All these arguments suggest a physiological causal relationship, at least in part, between an increase in plasma NOx concentrations after BJ intake, a lower VO2 and VE during the recovery process (first routine) and the coincident increase in full back squat performance immediately after rest (first routine).

This study has some limitations. Although it was a very homogeneous sample, the sample size could be considered small. Therefore, the sample size should be increased in future research as it is usual to observe minimal changes in performance and physiological response in well-trained athletes after BJ intake17. The results detected in this study cannot be extrapolated to subjects not trained in CrossFit exercise routines although BJ intake should be considered as nutritional strategy during high intensity CrossFit routines in a predominantly anaerobic metabolism.

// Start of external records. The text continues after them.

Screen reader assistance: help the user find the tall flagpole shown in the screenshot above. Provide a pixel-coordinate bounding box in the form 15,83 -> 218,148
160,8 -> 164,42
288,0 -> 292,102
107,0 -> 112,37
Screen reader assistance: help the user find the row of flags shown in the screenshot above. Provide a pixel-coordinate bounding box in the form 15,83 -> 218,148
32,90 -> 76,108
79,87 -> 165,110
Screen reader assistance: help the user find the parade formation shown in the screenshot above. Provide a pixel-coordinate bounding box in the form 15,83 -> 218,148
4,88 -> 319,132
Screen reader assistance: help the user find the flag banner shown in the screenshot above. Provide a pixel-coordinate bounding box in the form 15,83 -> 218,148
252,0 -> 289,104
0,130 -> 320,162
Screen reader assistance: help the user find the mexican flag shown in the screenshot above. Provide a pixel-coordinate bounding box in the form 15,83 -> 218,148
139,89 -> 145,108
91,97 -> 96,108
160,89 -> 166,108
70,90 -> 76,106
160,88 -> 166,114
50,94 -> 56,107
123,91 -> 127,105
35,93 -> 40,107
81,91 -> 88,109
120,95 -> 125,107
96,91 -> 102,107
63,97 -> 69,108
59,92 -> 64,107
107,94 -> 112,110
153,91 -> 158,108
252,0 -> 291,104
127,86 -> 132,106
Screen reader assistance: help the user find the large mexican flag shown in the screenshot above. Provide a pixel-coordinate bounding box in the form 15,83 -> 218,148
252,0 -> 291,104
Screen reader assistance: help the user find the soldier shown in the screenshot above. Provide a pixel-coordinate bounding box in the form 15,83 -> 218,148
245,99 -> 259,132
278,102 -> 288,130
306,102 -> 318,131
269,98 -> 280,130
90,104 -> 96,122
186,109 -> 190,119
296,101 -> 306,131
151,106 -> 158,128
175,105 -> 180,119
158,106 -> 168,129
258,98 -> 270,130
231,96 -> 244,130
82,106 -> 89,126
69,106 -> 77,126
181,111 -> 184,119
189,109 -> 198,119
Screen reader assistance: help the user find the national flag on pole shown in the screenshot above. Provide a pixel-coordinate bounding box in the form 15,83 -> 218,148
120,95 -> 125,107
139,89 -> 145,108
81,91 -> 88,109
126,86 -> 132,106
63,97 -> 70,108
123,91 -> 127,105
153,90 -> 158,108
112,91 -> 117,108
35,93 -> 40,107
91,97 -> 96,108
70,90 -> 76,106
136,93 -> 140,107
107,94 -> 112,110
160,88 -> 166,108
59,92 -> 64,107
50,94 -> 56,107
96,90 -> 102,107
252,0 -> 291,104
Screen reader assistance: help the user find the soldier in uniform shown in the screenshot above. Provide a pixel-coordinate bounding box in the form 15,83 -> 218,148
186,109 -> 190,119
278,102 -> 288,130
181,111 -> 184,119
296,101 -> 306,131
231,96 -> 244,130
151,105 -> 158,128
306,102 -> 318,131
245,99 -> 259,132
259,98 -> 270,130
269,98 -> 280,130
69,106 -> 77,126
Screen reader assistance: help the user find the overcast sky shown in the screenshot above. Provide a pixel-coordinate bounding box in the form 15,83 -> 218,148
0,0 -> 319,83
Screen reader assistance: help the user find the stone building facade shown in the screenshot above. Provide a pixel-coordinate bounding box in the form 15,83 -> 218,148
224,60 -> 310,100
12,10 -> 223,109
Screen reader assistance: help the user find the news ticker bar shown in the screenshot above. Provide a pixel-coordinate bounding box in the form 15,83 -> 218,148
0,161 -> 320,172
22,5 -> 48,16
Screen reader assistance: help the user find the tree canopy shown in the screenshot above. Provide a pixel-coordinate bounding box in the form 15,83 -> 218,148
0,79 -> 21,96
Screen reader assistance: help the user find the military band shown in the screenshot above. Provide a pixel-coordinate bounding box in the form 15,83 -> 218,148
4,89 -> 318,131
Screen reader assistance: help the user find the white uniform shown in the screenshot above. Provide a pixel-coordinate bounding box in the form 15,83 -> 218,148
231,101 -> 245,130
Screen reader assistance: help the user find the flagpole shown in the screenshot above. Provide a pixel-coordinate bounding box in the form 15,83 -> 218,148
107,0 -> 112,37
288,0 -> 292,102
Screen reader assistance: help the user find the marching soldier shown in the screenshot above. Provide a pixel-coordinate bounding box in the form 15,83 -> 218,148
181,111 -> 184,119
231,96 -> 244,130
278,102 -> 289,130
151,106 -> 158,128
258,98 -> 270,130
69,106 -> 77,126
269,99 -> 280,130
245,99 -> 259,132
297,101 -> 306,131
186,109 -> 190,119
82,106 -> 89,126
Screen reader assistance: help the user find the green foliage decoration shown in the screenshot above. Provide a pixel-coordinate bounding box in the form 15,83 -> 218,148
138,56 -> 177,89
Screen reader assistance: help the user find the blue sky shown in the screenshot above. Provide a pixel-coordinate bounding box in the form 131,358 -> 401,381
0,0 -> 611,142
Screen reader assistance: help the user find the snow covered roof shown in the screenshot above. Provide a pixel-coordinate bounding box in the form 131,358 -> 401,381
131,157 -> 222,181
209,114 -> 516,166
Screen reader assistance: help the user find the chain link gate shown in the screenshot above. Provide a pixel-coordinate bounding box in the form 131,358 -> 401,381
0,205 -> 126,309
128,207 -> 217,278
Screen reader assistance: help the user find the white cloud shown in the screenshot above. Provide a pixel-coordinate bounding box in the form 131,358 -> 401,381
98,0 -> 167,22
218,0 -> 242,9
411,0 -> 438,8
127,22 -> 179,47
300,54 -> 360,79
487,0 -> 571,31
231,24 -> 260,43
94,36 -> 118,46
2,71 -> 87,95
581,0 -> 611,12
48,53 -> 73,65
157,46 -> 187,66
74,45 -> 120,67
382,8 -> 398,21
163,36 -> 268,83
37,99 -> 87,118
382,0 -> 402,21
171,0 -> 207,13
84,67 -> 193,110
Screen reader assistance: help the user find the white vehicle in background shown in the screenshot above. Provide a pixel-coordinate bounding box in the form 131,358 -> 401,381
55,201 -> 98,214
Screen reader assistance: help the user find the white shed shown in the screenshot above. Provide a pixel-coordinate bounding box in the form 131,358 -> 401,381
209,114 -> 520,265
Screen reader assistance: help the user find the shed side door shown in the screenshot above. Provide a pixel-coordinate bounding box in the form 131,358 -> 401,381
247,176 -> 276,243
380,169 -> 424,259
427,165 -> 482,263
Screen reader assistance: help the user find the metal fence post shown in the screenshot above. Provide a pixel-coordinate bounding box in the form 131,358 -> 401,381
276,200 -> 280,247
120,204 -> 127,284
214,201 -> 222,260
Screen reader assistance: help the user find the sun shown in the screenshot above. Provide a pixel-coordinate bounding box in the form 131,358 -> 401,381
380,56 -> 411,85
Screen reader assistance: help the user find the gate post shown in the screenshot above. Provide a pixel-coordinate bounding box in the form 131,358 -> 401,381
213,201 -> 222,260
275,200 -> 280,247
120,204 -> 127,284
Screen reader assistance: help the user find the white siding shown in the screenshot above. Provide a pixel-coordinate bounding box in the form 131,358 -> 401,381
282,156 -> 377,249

Our results show that plasma NOx levels after BJ intake reduced VO2 during rest time and full back squat exercise in the first routine. Plasma myoglobin levels were increased after dietary NO3- intake in BJ compared to PL. The physiological causal relationship established between VO2, VE and NOx levels likely enhanced full back squat performance in the first routine. This study approach based on rest time opens future lines of research on the role of NO3- supplementation in the performance of strenuous effort. Further studies are needed to determine the influence of acute NO3 intake on VO2 for improving performance in CrossFit workouts or resistance exercise modalities that are prolonged over time.